Re: RAMSAN Experience

From: Christo Kutrovsky <>
Date: Wed, 16 Sep 2009 14:18:08 -0400
Message-ID: <>

Hi Rob,

We had very same problem in 9i, when I first did the PGA memory research. We are now running in 11g, with same tuning settings. That particular database is about 1 TB.

I didn't see what platform you are using, these guidelines are tested in both Solaris and Linux.

You have to use underscore parameters to increase global bound beyond 1 GB. Even on 64 bit Oracle, it doesn't go beyond 4 GB (3.5GB actually) but you can work around this with parallel query.
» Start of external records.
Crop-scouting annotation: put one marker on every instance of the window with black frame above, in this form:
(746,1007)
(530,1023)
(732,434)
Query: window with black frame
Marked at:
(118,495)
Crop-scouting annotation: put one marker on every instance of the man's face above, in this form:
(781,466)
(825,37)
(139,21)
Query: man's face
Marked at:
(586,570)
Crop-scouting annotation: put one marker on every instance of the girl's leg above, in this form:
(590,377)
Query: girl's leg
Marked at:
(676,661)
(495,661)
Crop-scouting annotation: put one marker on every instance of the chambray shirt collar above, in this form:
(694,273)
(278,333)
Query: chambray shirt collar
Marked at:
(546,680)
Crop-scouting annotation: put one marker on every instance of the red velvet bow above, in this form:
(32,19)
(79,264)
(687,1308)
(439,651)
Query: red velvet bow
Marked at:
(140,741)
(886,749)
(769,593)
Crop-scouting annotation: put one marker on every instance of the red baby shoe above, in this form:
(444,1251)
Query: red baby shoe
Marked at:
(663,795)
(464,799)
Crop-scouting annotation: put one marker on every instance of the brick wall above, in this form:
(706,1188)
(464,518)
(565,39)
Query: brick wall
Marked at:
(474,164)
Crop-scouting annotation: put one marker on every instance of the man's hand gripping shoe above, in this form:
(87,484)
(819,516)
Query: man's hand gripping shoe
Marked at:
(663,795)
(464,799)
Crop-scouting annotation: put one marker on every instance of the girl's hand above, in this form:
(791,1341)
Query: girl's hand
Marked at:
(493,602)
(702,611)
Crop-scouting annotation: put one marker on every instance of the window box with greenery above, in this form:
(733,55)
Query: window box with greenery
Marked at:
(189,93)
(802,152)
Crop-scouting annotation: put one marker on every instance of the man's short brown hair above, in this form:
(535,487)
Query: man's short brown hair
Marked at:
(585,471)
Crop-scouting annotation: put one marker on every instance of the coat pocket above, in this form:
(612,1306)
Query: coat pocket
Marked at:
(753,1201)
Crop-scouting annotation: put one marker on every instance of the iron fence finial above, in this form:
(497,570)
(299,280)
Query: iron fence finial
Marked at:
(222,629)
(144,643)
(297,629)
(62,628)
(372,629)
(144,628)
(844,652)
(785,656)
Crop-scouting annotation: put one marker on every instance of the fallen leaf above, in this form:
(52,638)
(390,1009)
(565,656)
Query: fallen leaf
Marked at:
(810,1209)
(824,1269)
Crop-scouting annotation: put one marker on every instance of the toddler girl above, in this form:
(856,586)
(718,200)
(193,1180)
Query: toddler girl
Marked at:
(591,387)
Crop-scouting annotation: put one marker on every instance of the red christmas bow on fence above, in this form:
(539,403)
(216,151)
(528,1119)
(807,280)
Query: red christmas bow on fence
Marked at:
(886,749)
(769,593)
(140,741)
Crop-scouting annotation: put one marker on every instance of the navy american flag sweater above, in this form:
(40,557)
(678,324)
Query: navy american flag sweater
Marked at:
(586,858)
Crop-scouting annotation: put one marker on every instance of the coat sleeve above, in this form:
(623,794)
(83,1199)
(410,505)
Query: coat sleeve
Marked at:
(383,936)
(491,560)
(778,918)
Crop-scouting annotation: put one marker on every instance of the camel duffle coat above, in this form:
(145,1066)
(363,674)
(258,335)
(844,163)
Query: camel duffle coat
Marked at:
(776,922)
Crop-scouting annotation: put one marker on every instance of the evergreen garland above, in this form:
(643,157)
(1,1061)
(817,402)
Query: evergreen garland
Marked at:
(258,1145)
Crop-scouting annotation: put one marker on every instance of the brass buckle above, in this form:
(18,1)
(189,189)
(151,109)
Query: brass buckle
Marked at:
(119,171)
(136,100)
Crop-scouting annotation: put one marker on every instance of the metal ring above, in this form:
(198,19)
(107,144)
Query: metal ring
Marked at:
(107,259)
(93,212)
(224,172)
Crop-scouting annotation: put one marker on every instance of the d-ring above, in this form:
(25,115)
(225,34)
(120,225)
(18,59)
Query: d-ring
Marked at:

Haven't tested in 11gR2.

Note that even with parallel, sometimes data is not split evenly in all processes. v$pq_tqstat can show you this, but only in same process that runs the query. For example, run this query after your parallel query has ran, in the same session:

select dfo_number "d", tq_id as "t", server_type, num_rows,rpad('x',round(num_rows*10/nullif(max(num_rows) over (partition by dfo_number, tq_id, server_type),0)),'x') as "pr", round(bytes/1024/1024) mb, process, instance i,round(ratio_to_report (num_rows) over (partition by dfo_number, tq_id, server_type)*100) as "%", open_time, avg_latency, waits,
timeouts,round(bytes/nullif(num_rows,0)) as "b/r" from v$pq_tqstat order by dfo_number, tq_id, server_type desc, process;

Slides of my presentation (old) are here:, there's a whitepaper too at IOUG's web site.

Short story (assuming 64 bit OS and Oracle):

Increase limit to 4 GB (8 GB per process). Note, first parameter is in bytes, second in KiB.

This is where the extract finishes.